Posted in Adsense, Money Making, SEO on Tuesday, January 19th, 2010

There are many people who persue living off of Adsense.

Those who are cunning and fairly intelligent stand a fair chance of succeeding. Though, beyond that, it is more a game of patience. You need to wait for your site to grow, become rooted in Google, and gain weight. Adsense also needs time to accumulate and payments are not instant.

If I was to start a new fairly self-sufficient Adsense project, here’s the usual steps that run through my mind:

  1. Get a keyworded domain
    Keyword domains add weight to your Search Engine listings. You’ll notice that Google highlights keywords in urls when you search. However, the main reason that domains are important is because domains are the brand name.

    How can Google distinguish between a keyworded domain and a company domain besides potential link weight?

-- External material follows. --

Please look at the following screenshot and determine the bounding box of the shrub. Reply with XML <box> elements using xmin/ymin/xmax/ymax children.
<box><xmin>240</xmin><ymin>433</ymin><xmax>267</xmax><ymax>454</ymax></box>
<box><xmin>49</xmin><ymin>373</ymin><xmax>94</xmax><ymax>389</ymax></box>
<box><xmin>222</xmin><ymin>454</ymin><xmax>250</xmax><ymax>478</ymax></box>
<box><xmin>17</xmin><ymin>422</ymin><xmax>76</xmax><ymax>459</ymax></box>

    Also, links to your website using the keyword in your domain are more acceptable. If your website is called London Hotels, then links will generally use the name of your website. In SEO, that is better than a brandable name.

    If you search Fun Fact, you’ll notice that my funfactz.com website comes higher than when searching Fun Facts – simply because the domain is FunFactz.com (note, that is a Z not an S.)

  2. Use Clean URLs
    It is common knowledge that clean structured urls are easier to read for search engines and add extra SEO-weight if keyworded.
  3. Make Sure Pages Are SE-friendly
    Unique and non-duplicate page title’s and put on-page headers in <h1> tags. Bold keywords, etc.
  4. Re-written Unique Content
    Google loves unique content. Make sure your website has unique content. Alot of cunning lazy people actually re-write from other sources.

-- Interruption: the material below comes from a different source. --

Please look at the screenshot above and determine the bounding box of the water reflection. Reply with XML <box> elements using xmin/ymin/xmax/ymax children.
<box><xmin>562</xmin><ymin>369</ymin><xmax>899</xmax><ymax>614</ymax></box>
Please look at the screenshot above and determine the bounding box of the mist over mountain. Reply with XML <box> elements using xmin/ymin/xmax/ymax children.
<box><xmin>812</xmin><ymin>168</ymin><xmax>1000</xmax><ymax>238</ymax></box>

    Personally, I make database driven websites such as Fun Facts which was created from a database that I had obtained in a package. This package seems to have been flung around a bit on the web, but surprisingly that website doesn’t suffer from duplications unlike the quotation website.

    The most common way is in blog format, usually using WordPress and using various mods for SEO.

  5. Potentially Great un-SEO’d Content is Wasted Content
    Not that I’m encouraging it, but existing websites and content that aren’t well known and seo’d is a great opportunity for yourself to take it to the next level and make Adsense money off of it. Cha-ching.
  6. Promote it with links
    My last step is to promote the website with links. There are various ways of getting links:

    1. Your existing websites footers and perhaps news and/or forum areas.
    2. Link directories
    3. Article directories
    4. Forum signatures
    5. Social platforms such as Digg, Facebook, and StumbleUpon

If you put together a website or blog that follows standard SEO guidelines and either stands out from the crowd or is unique then you can kick back and relax. Update every so often, but don’t make it a full time job.

Most Importantly!

The most important piece of advice is to ALWAYS use non-saturated keywords unless you are CONFIDENT, have nothing to lose, or don’t mind either way what happens.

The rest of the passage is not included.